Mme Campistron, en allant se fixer à la capitale, avait conservé de bonnes relations à Marseille avec tous ses parents, et surtout avec un vieux grand-oncle et une vieillie grand’tante, M. et Mme Garoutte. Ces deux antiques débris de la branche féminine de Bellonnet demeuraient au cours Bonaparte (actuellement cours Pierre-Puget), et c’était chez eux que Pauline avait son pied-à-terre quand elle venait, dans la cité phocéenne, vivre quelques jours d’une existence embaumée de parfums méditerranéens.

À Marseille, la saison des bains de mer commence tôt. Dès les premiers jours de juin, la clientèle afflue dans les établissements de la plage du Prado et de la petite baie rocailleuse d’Endoume.

Pauline, nageuse consommée, ne manquait jamais d’accourir aussitôt que l’eau était annoncée comme supportable. Son établissement favori était celui des Catalans.

Cette année-là, contrairement à l’habitude, il n’y avait pas trop de baigneurs ; non pas que l’eau fût encore froide, mais parce qu’il courait en ville des bruits sinistres. Les journaux affirmaient qu’un navire marchand, revenant de l’Italie avec un chargement de viandes mal salées, avait jeté en vue de la Corse une partie de cette cargaison infectante, à la grande joie des requins dont ces parages sont encombrés ; et l’on ajoutait qu’une dizaine de ces squales féroces avaient suivi le bateau jusque dans la rade de Marseille. L’Égalité, le Sémaphore, le Petit Marseillais, le Citoyen et la Gazette, toute la presse de l’endroit, en un mot, avait raconté les luttes homériques engagées, aux environs de Planier ou de l’île Pomègue, entre les requins et les barques de pêcheurs aventureux.

La ville se trouvant sous le régime de l’état-de-siège, la commission municipale avait demandé au général d’envoyer dans la rade un remorqueur garni de soldats armés jusqu’aux dents pour exterminer les poissons maudits.

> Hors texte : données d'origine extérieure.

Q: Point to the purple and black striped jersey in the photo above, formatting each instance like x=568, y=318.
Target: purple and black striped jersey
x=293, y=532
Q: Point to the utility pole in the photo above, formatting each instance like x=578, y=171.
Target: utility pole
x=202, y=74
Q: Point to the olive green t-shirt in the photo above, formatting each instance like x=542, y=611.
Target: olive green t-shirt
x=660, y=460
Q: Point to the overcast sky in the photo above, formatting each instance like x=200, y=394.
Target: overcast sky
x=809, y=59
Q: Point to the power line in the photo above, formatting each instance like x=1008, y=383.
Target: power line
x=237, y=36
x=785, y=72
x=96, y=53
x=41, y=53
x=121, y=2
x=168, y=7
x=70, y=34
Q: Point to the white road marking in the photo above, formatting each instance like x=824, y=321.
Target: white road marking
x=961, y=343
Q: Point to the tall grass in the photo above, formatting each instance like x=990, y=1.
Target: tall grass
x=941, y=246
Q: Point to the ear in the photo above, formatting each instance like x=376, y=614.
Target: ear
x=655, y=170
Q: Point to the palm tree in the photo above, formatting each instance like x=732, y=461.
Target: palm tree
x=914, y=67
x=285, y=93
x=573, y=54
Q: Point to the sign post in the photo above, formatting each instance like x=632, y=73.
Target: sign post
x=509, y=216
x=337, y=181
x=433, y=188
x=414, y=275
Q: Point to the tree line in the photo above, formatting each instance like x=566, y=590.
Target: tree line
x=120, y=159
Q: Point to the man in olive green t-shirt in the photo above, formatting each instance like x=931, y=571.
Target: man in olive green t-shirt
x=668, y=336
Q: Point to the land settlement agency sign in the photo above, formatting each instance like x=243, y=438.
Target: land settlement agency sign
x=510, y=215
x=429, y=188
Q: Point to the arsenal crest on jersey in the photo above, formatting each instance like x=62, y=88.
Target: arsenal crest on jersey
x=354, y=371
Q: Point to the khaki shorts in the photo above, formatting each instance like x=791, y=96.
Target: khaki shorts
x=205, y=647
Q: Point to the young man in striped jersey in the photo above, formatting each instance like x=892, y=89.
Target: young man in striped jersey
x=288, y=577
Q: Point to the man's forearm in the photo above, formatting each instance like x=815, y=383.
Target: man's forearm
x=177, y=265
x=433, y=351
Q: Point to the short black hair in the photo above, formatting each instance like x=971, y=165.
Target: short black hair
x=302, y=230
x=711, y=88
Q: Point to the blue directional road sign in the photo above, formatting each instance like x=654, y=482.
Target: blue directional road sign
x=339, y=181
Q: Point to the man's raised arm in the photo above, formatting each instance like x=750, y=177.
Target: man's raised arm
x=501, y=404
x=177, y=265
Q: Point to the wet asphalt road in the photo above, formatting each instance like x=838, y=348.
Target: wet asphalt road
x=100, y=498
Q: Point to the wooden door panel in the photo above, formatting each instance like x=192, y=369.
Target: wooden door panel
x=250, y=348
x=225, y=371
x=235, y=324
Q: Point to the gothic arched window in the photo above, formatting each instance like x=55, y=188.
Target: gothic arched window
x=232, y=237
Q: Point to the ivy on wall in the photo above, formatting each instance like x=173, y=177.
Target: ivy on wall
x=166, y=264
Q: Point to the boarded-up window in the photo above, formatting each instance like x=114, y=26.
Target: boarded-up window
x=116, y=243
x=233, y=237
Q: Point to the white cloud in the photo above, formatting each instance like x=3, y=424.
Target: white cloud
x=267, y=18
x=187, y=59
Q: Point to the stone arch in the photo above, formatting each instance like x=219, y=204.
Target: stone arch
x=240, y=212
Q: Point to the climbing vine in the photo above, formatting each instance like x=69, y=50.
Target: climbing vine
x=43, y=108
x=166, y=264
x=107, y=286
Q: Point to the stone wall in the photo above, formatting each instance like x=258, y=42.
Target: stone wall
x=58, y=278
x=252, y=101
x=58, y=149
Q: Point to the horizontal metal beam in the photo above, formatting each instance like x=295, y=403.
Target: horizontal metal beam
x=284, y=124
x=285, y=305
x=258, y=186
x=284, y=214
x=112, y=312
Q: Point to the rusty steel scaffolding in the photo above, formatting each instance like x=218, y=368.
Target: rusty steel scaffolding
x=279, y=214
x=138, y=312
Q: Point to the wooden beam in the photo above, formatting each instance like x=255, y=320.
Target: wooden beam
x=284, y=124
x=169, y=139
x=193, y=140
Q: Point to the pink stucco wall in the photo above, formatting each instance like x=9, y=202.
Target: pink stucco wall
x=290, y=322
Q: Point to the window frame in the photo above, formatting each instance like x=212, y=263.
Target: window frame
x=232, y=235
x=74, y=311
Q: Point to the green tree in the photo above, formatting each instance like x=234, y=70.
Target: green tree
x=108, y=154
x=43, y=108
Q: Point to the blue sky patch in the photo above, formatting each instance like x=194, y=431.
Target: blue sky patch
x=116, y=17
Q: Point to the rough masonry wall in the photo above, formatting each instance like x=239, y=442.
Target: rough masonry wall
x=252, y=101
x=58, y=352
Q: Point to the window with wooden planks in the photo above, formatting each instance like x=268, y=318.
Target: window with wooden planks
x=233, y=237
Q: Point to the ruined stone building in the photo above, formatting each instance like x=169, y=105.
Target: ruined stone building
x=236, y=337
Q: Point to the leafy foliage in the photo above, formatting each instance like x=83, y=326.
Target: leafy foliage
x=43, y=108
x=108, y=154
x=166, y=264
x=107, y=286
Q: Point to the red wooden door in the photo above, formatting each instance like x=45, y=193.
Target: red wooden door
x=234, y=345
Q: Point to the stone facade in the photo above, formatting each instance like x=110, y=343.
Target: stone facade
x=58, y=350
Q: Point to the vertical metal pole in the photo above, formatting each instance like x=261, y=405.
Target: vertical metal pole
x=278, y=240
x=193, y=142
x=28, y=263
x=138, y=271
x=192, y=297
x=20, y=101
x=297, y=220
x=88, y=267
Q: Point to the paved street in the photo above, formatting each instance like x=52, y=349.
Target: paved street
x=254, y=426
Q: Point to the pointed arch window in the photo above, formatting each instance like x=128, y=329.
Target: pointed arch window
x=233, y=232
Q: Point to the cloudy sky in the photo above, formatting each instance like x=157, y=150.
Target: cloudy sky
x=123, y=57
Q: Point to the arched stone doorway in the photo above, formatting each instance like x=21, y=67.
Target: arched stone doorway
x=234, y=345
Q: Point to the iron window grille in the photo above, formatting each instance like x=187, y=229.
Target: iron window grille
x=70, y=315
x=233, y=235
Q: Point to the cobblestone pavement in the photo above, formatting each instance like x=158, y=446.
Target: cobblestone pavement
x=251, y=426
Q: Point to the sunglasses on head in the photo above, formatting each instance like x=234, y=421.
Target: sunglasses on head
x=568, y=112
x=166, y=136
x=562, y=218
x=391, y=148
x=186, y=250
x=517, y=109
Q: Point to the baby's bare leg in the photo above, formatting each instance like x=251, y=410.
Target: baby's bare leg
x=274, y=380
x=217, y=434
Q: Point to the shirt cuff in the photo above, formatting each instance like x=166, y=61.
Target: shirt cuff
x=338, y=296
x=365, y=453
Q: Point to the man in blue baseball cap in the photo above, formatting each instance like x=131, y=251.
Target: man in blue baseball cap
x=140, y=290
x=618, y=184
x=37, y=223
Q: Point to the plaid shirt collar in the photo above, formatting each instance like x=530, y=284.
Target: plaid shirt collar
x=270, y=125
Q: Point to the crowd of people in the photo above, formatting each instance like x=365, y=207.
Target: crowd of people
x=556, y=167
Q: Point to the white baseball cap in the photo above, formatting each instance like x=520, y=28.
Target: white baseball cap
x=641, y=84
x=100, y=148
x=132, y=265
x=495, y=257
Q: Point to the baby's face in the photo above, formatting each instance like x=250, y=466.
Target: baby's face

Naturellement, la force armée n’avait pas trouvé la queue d’un requin et le remorqueur s’en était revenu bredouille, pour la plus grande gloire du chroniqueur fumiste qui avait donné le vol à ce gigantesque canard.

Toutefois, bon nombre d’amateurs de bains de mer n’étaient pas trop rassurés, et les établissements chômaient. Celui du Roucas-Blanc, principalement, qui, déjà en temps ordinaire, est délaissé par la population, voyait ses actions de plus en plus en baisse.